As Cardinal Zen has said of the position of Cardinal John Tong Hon, 80 (left), the current interim head of the Diocese of Hong Kong and on record as supporting the new security laws, it is “a tricky situation” for all concerned.

    “On the one hand, it will be a lot of trouble if we don’t support the government,” Zen said. “We never know what they will do to our Church. On the other hand, [Tong] disappointed many within the Church by giving his support.”

    Similarly, the Vatican is faced with the question “How do we fearlessly stand up for each one of Christ’s faithful ones, and risk provocation of a soulless communist dictatorship like China’s, and yet bring no harm, no increased persecution or vengeful destruction, to an already beleaguered people?”
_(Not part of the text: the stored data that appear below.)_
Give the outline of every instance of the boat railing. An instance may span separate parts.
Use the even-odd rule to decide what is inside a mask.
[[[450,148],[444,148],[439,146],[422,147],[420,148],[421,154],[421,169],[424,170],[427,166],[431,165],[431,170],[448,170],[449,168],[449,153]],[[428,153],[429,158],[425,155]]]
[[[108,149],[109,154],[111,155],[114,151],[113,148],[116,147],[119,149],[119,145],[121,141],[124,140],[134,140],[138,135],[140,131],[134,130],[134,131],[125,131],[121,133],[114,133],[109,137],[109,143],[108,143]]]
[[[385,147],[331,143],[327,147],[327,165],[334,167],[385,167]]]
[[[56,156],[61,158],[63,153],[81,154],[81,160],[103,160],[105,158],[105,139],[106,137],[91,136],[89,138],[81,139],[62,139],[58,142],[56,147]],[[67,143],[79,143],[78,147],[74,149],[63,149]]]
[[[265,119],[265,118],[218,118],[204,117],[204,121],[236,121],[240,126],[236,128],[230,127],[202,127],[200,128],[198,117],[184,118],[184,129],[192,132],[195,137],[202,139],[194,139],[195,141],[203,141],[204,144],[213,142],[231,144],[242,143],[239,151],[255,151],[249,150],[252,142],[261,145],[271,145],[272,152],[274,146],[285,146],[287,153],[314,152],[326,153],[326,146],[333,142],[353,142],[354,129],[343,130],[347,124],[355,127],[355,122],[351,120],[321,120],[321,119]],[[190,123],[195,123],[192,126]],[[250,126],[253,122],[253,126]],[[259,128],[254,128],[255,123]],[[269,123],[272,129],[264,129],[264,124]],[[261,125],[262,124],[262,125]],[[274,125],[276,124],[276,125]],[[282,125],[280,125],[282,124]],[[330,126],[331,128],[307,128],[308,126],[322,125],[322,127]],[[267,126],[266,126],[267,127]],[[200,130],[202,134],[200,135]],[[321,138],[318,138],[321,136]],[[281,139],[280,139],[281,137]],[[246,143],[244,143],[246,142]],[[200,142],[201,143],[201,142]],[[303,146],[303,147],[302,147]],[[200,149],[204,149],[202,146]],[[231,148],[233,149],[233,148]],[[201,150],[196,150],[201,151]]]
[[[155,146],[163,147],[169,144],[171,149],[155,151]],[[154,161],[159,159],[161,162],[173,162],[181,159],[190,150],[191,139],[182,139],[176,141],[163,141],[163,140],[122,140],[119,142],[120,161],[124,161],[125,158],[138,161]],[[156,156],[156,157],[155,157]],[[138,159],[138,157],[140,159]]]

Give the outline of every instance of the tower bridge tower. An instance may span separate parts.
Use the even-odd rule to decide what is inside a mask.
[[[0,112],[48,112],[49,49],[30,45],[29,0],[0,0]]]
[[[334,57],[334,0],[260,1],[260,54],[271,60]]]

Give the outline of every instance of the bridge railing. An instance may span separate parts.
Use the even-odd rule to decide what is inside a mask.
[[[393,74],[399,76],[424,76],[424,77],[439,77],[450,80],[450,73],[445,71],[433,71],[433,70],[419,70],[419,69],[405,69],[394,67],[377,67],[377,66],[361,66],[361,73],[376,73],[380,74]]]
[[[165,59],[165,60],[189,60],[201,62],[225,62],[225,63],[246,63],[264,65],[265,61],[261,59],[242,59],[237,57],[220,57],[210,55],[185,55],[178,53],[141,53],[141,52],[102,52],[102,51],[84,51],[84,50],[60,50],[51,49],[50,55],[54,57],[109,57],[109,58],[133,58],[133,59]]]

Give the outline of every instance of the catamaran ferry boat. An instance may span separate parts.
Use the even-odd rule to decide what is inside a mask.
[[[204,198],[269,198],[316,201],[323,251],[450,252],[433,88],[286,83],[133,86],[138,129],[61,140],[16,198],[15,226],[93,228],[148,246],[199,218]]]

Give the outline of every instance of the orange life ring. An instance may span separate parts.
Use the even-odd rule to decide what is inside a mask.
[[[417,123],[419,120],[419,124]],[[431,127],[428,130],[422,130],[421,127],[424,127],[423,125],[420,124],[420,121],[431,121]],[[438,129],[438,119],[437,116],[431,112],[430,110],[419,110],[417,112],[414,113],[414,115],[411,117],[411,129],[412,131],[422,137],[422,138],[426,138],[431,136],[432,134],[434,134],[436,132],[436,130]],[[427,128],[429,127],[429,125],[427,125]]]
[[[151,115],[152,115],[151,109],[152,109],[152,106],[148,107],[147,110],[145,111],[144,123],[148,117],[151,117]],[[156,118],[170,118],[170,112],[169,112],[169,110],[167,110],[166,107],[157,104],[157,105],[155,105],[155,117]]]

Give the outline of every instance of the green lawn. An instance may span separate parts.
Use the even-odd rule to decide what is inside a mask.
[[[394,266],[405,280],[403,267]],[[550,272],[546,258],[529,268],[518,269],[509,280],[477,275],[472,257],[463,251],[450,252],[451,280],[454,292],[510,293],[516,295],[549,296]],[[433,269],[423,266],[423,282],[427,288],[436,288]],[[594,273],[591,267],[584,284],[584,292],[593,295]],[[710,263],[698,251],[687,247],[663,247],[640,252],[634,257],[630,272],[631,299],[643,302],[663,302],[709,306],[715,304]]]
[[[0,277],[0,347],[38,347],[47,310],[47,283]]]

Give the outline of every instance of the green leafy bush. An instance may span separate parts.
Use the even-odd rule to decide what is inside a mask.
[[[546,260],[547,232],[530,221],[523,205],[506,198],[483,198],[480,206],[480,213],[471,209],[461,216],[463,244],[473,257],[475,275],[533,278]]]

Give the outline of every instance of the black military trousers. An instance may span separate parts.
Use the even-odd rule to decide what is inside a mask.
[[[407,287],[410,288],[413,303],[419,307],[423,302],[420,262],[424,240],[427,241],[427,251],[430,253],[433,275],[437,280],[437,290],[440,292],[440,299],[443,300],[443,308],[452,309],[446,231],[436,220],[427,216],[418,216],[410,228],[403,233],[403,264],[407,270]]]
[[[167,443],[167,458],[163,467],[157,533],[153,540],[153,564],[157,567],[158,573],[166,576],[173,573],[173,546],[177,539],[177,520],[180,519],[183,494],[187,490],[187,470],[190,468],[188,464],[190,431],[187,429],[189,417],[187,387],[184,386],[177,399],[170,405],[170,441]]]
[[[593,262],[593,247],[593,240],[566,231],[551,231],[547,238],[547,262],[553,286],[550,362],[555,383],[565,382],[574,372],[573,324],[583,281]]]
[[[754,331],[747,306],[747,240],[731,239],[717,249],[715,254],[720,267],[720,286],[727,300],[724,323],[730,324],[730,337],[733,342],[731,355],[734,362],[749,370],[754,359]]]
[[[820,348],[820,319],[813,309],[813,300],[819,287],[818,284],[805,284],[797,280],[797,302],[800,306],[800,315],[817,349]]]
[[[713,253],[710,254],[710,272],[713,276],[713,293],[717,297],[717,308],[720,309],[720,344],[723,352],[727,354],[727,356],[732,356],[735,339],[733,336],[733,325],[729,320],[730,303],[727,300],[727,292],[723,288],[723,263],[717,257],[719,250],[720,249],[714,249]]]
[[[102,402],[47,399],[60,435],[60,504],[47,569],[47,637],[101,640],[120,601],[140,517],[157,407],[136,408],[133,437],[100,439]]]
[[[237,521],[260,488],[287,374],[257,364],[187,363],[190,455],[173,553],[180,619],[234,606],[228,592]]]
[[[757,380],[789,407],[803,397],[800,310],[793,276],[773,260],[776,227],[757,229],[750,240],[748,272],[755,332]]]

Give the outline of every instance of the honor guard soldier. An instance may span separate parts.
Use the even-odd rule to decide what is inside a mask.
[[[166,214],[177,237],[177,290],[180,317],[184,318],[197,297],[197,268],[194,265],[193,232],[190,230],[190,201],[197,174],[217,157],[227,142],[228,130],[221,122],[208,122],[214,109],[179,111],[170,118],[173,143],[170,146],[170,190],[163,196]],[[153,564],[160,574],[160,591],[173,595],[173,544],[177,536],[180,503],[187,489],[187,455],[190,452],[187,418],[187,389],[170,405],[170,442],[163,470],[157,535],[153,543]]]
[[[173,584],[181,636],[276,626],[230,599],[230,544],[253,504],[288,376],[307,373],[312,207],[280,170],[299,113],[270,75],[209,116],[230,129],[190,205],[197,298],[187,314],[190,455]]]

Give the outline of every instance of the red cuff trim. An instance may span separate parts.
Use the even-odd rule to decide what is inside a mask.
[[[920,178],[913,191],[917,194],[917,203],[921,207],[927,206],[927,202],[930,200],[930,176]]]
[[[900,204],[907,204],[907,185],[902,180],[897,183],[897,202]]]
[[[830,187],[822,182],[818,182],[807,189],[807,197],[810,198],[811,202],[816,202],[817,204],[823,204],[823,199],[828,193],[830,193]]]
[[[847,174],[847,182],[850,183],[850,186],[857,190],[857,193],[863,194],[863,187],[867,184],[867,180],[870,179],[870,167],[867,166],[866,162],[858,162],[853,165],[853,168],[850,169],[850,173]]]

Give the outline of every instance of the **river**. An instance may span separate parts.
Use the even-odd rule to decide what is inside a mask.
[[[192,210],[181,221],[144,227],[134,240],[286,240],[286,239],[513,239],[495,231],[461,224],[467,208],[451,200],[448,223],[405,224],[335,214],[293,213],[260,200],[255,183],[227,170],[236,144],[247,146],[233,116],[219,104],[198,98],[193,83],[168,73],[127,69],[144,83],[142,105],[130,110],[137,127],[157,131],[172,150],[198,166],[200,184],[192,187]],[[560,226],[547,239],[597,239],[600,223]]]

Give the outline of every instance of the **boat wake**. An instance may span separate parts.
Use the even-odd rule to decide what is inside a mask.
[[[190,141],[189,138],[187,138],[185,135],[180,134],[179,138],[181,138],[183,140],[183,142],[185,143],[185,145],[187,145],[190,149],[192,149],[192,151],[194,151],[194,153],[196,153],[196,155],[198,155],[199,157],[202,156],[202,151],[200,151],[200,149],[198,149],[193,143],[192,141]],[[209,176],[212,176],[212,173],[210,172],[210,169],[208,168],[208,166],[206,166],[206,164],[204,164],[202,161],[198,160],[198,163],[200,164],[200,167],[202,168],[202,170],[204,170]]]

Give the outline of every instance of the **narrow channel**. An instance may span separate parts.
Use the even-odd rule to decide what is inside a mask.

    Meanwhile, the credibility of the Christian West — even its very will to survive — is being called into question as Marxist-style destabilization of society proceeds apace.

    Anti-Western-civilization rhetoric is now the norm; violent protest, destruction, arson and even murder occur on a weekly basis in Western countries where the creeping political and social anarchy have been preceded by moral anarchy for decades: perhaps it is no surprise that a decadent West, groaning under the strain of its own sensual and material excess, seems to be breaking apart.

    And not unrelated to the issue of sensual and material excess is the history, in the past decades of China-Vatican relations, of the involvement of now-disgraced former Cardinal Theodore McCarrick. As has become evident, McCarrick was an orchestrator of and participant in high-level diplomatic meetings between Chinese and Vatican officials, in later years in a more unofficial capacity, but nevertheless influential. What mark, if any, did McCarrick leave on the negotiations leading to the 2018 Vatican-China agreement that Cardinal Zen spurns?

    We hope to delve into this subject in a later report.

    Against this backdrop, it is difficult to predict how Rome will navigate the dangerous waters of communism in a burgeoning global economic and political power like China. But it is also difficult to imagine how it can be done without prayer and sacrifice, as the spirit of atheistic communism seems to be one of those spirits of which Christ said, “This kind can be cast out only by prayer and fasting.”

    And so we issue a call to all Christians to pray:

    —for the Church in China, that is being targeted, apparently as never before during the reign of Xi Jinping, and

    —for the Chinese people, from whom the communist government is attempting to steal their souls.

    Pray also for the Pope and all his counselors, and, not least, for the once-Christian West, which is losing not only its spirit, but its own will to exist.